Although we cannot predict social responses and subsequent decisions, or even the often surprising outcomes of our water systems, we can involve people (i.e., the social component) in the water system modeling and decisionmaking process. Models are ways to define problem boundaries and mechanisms, and to organize the discussion on water-societal problems in a quantitative way. We can do this using approaches such as shared vision planning (collaborative modeling), agent-based modeling, or smart games, coupled with the concept of adaptive policies, and possibly involving the use of interactive decision support systems as the interface between people – the social system – and the water system. We can use these approaches to draw out hidden knowledge or discover new knowledge. How the involved stakeholders react to various states of the water system will be influenced by the culture/values/norms of the society. Once all of us, including natural and social scientists and others, working together can identify such relationships, we can start to think about and hypothesize about different decisions society might make. And we can also consider the actual capacity of the society to implement their decisions in the face of uncertainty, not only in the water system but also in the changing social and political environment in which decisions are being made.
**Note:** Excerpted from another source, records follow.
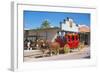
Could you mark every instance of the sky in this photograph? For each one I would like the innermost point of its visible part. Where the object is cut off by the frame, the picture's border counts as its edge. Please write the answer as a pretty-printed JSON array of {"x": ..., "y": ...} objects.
[{"x": 34, "y": 19}]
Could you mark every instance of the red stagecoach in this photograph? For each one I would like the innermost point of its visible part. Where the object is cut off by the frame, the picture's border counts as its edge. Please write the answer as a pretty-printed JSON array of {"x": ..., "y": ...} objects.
[{"x": 70, "y": 40}]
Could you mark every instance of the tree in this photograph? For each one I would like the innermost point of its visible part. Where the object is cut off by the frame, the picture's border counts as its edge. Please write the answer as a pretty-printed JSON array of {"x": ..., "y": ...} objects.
[{"x": 45, "y": 24}]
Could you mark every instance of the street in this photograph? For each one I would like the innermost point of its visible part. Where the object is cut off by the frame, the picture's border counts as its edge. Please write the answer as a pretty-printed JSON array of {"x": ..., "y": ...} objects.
[{"x": 84, "y": 53}]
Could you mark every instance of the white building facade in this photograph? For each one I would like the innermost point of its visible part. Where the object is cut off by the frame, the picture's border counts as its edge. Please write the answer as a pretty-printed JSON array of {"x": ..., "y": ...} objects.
[{"x": 69, "y": 25}]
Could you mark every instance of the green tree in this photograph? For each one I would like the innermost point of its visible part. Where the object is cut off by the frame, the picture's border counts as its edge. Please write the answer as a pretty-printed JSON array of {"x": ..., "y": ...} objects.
[{"x": 45, "y": 24}]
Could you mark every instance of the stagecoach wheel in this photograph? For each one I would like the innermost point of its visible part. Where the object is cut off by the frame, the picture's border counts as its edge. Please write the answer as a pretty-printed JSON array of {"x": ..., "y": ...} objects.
[{"x": 66, "y": 49}]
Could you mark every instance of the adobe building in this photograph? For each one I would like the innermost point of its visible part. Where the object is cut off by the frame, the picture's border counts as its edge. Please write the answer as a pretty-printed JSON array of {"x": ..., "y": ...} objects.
[{"x": 68, "y": 25}]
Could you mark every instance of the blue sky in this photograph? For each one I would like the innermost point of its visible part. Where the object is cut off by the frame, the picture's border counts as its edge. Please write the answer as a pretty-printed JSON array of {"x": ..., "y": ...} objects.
[{"x": 34, "y": 19}]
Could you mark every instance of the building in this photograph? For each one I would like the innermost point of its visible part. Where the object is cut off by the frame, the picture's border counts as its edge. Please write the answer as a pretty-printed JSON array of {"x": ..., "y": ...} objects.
[
  {"x": 68, "y": 25},
  {"x": 44, "y": 34}
]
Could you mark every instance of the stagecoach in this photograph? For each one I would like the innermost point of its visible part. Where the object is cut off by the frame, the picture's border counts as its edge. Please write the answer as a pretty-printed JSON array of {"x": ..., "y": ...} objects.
[{"x": 68, "y": 41}]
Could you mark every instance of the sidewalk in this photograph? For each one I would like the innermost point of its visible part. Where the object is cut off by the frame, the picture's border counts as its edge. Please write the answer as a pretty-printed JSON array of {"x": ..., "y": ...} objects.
[{"x": 84, "y": 53}]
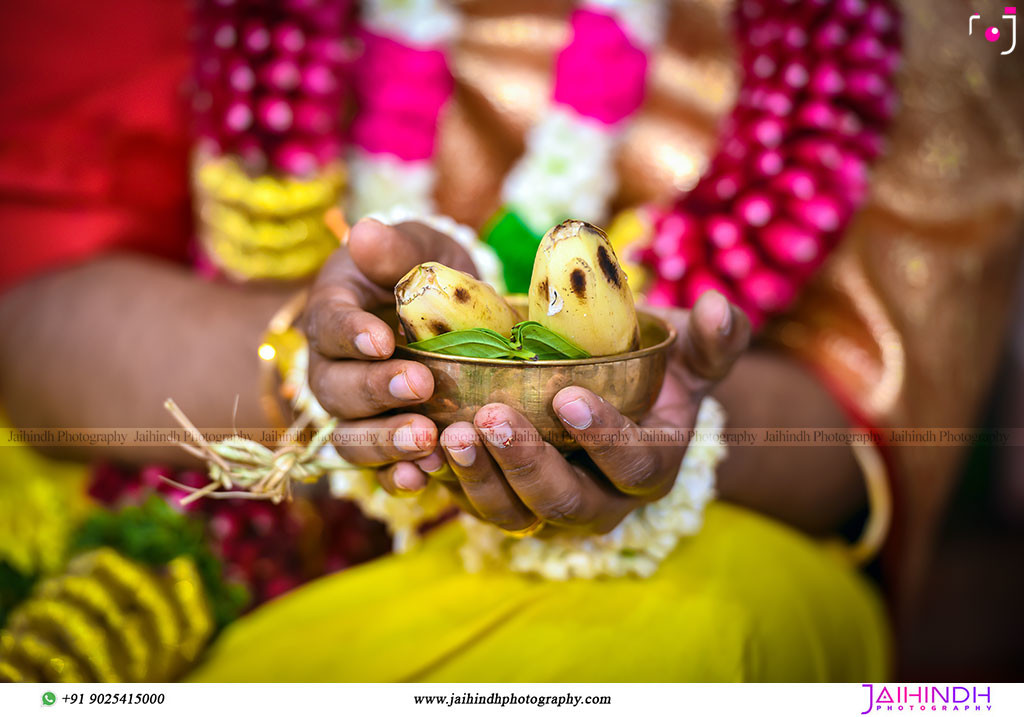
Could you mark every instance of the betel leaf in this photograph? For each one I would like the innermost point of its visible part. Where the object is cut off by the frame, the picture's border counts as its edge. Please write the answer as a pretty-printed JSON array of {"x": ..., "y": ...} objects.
[
  {"x": 545, "y": 343},
  {"x": 474, "y": 343}
]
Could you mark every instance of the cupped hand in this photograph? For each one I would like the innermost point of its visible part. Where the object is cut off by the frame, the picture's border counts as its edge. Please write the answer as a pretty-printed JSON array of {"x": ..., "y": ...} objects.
[
  {"x": 505, "y": 473},
  {"x": 351, "y": 372}
]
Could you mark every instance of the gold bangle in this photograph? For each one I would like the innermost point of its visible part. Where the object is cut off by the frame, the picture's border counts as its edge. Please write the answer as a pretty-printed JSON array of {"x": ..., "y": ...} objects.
[
  {"x": 281, "y": 341},
  {"x": 527, "y": 532},
  {"x": 880, "y": 504},
  {"x": 880, "y": 508}
]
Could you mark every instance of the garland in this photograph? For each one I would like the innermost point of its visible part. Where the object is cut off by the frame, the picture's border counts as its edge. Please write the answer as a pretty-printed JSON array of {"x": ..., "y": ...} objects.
[
  {"x": 817, "y": 94},
  {"x": 267, "y": 107},
  {"x": 567, "y": 170},
  {"x": 402, "y": 82}
]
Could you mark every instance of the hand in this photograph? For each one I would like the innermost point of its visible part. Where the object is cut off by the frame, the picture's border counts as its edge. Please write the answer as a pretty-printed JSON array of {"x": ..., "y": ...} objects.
[
  {"x": 350, "y": 370},
  {"x": 504, "y": 473}
]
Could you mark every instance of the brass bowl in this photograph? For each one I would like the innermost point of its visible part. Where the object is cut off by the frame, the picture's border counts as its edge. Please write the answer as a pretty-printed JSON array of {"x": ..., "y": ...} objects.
[{"x": 631, "y": 381}]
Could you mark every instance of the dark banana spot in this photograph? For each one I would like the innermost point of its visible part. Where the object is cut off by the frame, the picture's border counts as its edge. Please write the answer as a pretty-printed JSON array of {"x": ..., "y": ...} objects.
[
  {"x": 579, "y": 281},
  {"x": 410, "y": 334},
  {"x": 608, "y": 266}
]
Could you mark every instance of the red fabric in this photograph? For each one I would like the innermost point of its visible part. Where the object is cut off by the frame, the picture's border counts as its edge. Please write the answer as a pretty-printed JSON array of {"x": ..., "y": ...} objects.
[{"x": 93, "y": 131}]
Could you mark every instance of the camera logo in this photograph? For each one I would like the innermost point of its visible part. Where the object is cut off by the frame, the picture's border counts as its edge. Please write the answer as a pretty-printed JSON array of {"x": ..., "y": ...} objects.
[{"x": 993, "y": 34}]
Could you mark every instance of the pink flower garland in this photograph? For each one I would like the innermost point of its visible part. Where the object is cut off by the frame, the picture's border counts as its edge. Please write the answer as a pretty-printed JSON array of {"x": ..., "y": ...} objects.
[
  {"x": 600, "y": 74},
  {"x": 818, "y": 92},
  {"x": 400, "y": 91}
]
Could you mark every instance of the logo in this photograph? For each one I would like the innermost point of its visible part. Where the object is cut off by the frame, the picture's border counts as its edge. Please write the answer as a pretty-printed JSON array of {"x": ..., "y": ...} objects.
[
  {"x": 993, "y": 34},
  {"x": 901, "y": 698}
]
Focusing on coupled interactions between water and society (i.e., socio-hydrology) might help us understand which solutions or pathways might be better or worse according to our chosen criteria. For example, if we model dam building as a response to groundwater depletion because of agricultural water scarcity, we might be able to show that water demand increases as more reservoir water becomes available. Consequently, instead of overcoming the scarcity, this leads to greater groundwater depletion when reservoir supplies are insufficient to meet crop demands at certain critical times in the year. This shows us the vulnerability of the policy of building more dams.
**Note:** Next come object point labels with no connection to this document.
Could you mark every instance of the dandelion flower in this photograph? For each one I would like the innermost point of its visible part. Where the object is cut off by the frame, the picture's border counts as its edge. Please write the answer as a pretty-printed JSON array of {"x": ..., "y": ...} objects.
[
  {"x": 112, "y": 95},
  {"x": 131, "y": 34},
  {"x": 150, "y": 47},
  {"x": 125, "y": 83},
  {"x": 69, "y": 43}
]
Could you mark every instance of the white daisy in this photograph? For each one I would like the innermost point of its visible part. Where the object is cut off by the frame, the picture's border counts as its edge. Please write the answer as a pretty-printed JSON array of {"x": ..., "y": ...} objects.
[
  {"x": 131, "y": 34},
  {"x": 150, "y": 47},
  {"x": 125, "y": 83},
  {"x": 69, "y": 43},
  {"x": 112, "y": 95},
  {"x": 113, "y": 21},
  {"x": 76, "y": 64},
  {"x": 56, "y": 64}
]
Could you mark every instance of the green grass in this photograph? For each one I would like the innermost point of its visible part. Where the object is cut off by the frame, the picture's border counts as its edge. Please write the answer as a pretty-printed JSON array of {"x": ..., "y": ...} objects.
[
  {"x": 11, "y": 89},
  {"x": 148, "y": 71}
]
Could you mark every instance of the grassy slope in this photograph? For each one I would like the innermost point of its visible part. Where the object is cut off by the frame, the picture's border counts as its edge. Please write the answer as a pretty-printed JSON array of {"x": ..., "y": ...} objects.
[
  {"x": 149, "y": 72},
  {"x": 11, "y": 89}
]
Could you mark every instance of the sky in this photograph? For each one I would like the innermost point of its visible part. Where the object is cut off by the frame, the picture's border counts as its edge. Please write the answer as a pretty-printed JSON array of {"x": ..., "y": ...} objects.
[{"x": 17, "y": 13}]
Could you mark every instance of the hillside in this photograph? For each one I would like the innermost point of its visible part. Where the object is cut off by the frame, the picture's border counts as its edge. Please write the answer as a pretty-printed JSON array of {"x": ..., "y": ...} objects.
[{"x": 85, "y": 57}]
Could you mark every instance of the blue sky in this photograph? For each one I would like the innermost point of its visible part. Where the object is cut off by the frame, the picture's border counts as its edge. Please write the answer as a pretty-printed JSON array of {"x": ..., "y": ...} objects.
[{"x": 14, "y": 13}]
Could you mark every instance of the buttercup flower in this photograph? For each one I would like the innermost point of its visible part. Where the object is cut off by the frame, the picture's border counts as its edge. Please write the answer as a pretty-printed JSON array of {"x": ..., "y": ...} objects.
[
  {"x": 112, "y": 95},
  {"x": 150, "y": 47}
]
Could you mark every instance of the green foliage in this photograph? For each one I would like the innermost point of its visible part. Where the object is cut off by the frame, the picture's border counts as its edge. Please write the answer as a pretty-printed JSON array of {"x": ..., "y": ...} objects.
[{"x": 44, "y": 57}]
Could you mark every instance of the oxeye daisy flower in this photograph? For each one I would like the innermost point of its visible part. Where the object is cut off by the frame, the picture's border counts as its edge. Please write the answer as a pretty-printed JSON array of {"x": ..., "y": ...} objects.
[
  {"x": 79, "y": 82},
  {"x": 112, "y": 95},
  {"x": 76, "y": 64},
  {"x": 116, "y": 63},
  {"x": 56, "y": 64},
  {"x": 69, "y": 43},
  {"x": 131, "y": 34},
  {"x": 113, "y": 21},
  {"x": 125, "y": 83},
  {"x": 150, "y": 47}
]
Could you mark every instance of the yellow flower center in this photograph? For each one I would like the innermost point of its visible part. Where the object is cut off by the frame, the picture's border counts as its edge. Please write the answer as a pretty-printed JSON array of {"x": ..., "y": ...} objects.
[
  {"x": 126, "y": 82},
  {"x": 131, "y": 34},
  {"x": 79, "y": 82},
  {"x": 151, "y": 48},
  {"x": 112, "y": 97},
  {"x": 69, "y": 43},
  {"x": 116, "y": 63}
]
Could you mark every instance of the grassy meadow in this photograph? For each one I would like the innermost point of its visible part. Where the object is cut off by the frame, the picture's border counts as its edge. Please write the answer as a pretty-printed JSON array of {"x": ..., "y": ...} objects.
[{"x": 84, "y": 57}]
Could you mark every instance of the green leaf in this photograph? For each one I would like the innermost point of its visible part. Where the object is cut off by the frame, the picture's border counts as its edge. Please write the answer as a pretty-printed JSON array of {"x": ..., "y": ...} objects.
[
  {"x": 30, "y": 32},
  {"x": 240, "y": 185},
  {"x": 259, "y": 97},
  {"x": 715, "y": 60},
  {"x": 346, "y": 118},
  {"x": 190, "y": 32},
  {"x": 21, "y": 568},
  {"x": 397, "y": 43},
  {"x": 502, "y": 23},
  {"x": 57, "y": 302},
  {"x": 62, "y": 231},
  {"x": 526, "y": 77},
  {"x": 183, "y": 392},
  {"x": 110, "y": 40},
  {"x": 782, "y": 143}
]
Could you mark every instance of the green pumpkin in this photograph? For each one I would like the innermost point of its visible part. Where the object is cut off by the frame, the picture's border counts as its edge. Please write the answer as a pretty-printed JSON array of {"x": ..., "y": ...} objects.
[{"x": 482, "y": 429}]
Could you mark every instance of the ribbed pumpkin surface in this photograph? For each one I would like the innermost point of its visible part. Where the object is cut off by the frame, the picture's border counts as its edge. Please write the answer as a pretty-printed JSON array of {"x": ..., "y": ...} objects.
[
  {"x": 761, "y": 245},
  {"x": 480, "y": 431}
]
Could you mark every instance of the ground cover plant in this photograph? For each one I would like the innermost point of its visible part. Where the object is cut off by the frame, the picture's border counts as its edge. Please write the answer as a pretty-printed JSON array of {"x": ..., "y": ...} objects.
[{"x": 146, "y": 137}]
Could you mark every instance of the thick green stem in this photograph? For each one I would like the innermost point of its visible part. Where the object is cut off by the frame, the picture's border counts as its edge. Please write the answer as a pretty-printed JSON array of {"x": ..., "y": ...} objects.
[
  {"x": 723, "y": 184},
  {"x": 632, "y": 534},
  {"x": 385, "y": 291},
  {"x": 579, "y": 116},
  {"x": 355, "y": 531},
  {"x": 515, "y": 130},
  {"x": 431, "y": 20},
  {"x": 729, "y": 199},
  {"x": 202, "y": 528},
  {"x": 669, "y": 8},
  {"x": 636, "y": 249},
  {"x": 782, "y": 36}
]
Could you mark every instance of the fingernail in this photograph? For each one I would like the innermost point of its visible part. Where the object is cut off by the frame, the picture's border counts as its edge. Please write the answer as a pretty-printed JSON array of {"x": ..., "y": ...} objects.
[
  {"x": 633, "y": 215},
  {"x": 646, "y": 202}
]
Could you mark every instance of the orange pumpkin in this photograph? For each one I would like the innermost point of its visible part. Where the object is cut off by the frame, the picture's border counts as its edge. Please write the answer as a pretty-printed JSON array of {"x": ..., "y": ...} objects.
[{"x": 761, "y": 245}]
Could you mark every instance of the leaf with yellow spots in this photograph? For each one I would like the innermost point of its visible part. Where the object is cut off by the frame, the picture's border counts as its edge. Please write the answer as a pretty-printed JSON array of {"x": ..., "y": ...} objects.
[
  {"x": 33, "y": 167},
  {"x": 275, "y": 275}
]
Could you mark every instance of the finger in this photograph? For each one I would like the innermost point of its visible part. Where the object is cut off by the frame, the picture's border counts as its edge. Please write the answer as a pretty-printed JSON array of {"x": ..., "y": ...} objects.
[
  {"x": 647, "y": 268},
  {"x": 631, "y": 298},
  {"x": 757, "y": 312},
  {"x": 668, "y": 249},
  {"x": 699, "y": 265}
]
Clearly, decisions regarding the design, planning, management, and operation of our water systems, and the creation and implementation of water resources policy, are only partially influenced by scientific studies. They are also influenced by stakeholder opinions, often expressed in the media, when there is a “water crisis” that people want addressed if not solved. It often takes a crisis to motivate change. Public pressure on social institutions often leads to change. Change can result from stress due to a ‘crisis’ such as an extreme drought, flood, or pollutant spill. Change can also result from learning new knowledge – e.g., information about the health of the environment, external changes in the physical environment, and changes in the interests and objectives of stakeholders. The above case events are examples of all of this. But people also resist change, and the cases show that a set of factors are often needed to bring sufficient social pressure that actions are taken to change the system.
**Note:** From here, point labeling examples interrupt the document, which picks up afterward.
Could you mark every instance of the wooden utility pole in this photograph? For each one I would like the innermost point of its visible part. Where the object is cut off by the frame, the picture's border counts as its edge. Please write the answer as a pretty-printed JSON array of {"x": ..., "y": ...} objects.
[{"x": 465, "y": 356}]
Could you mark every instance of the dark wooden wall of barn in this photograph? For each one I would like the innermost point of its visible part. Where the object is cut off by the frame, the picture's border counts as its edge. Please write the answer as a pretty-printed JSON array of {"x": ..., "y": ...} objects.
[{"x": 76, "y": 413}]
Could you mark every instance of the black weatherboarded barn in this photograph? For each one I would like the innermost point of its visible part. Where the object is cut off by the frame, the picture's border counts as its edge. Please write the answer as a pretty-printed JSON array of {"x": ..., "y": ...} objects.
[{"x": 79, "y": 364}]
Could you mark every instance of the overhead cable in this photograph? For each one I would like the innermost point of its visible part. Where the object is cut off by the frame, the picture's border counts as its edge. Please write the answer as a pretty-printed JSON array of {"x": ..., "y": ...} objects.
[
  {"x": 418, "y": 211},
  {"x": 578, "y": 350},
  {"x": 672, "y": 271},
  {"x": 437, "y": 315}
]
Societal responses to demands for change cannot be predicted, but it seems evident that decision-making can be improved using approaches such as those described above, as well as an interdisciplinary approach that integrates current knowledge from both the social and natural sciences. Such knowledge of the social and cultural aspects associated with water is needed to achieve sustainable water management in a changing, uncertain, unpredictable environment. While social systems are complex and do not fit easily into the kinds of quantitative models of natural scientists and economists, we involved in planning and management cannot view ‘the environment’ or our ‘water systems’ as separate from the people who need it, use it, and do things to it.